The Civil Code of Spain (Código Civil), formally the Royal Decree of 24 July 1889 (Real Decreto de 24 de julio de 1889) is the law that regulates the major aspects of Spanish civil law. It is one of the last civil codes in Continental Europe because of the sociopolitical, religious and territorial tensions that dominated 19th-century Spain. The code has been modified numerous times and remains in force.

==Structure==
The structure of the Civil Code is heavily inspired by the French Civil Code of 1804. It is made up of 1976 articles.
- Preliminary Title. Of legal norms, their application and efficacy (articles 1 to 16).
- Book I. Of persons (articles 17 to 332).
- Book II. Of goods, of property and of their modifications (articles 333 to 608).
- Book III. Of the different ways of acquiring property (articles 609 to 1087).
- Book IV. Of obligations and contracts (articles 1088 to 1975).
- Article 1976 is a repeal provision.
- 13 transitional provisions.
- 4 additional provisions.

==Criticism==

Like other European civil codes, the Spanish Civil Code has been subject to extensive criticism for allowing acquisitive prescription against personal property—which leaves victims of Nazi plunder with little recourse.
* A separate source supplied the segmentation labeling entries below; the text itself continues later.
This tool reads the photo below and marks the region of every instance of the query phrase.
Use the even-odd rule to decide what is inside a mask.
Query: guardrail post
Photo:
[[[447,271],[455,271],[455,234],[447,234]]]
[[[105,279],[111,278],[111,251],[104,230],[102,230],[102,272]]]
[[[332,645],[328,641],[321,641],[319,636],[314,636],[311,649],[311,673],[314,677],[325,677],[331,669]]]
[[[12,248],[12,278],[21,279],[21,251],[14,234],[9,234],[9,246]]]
The California State Legislature was so upset with an appellate ruling in one such case in 2024—involving deference to Spanish law over California law—that it enacted an urgency statute which expressly overrides California's governmental interest test for resolving a conflict of laws in the specific context of "art or personal property taken in cases of political persecution" and instead prescribes that California substantive law will always control in all such cases. The statute was written in such a way in order to apply this new rule not only to all new cases going forward, but also to all cases still pending on appeal, including the case which had led to its enactment.